Philipp Reisner philipp.reisner at linbit.com
Wed Jul 5 18:15:01 CEST 2006

> Apologies for the detail below, but I want to make sure I'm going about
> this the right way - Here's what I'm thinking as a way to fix this --
> please comment; you know this code so much better than I do!
> 1. Add a new field in the mdev - rs_failed - that counts the number of
> NegDSReply's received, init to zero
>    at start of resync


> 2. Move the code that checks for end of resync into a new routine -
> drbd_check_for_end_resync() and change it
>    to check if the bitmap weight is <= rs_failed.

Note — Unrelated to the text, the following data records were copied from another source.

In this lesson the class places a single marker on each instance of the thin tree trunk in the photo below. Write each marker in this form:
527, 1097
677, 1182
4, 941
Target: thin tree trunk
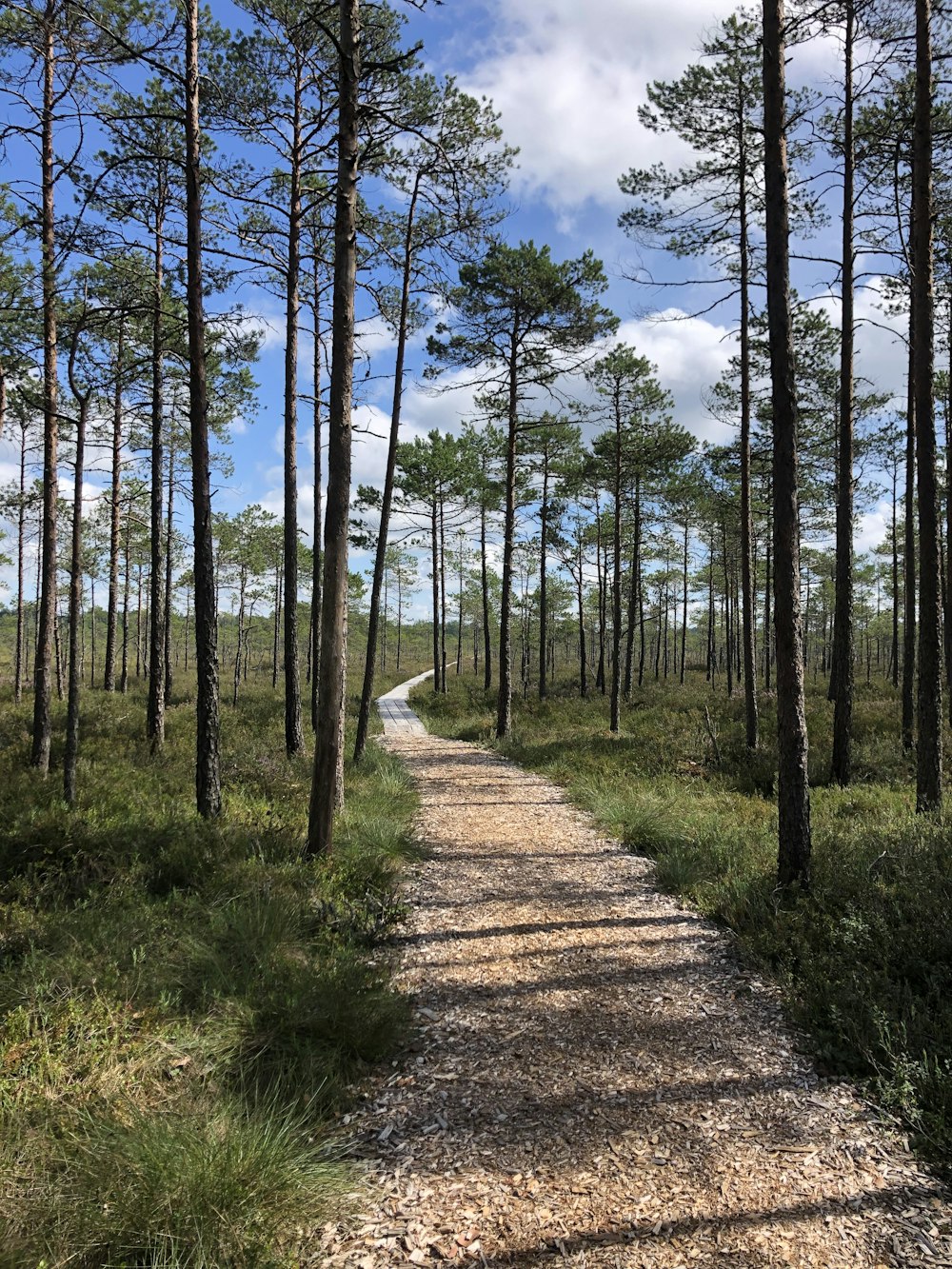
168, 587
113, 601
208, 736
684, 609
484, 586
155, 715
388, 480
293, 734
746, 576
843, 641
434, 561
505, 701
46, 620
909, 614
442, 595
318, 532
615, 704
794, 789
928, 783
21, 552
333, 651
543, 584
75, 670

> 3. Change drbd_try_to_clean_on_disk_bm to schedule w_update_odbm if
> _any_ bits are cleared on disk (perhaps it should
>    be some-bit-cleared AND (rs_failed!=0 || extent-now-completely-clear)
> - that wont change the current behavior if
>    no failures occur -- I'm just a bit worried about doing this too
> often...

I see the problem here... And I have am advice for you.
The bm_extent holds the number of dirty bit for the extent (rs_left).
Add a member there that holds the number of IO errors for that
sync extent (rs_failed).
... Do you know by now what I mean ?

> 4. Add a call to drbd_check_for_end_resync() in got_NegDSReply() to
> handle the case where the last block failed.


> 5. Find all the places where rs_total, rs_mark_left and the bitmap
> weight are referenced and include rs_failed as
>    necessary (e.g. BM_PARANOIA_CHECK in drbd_bitmap.c).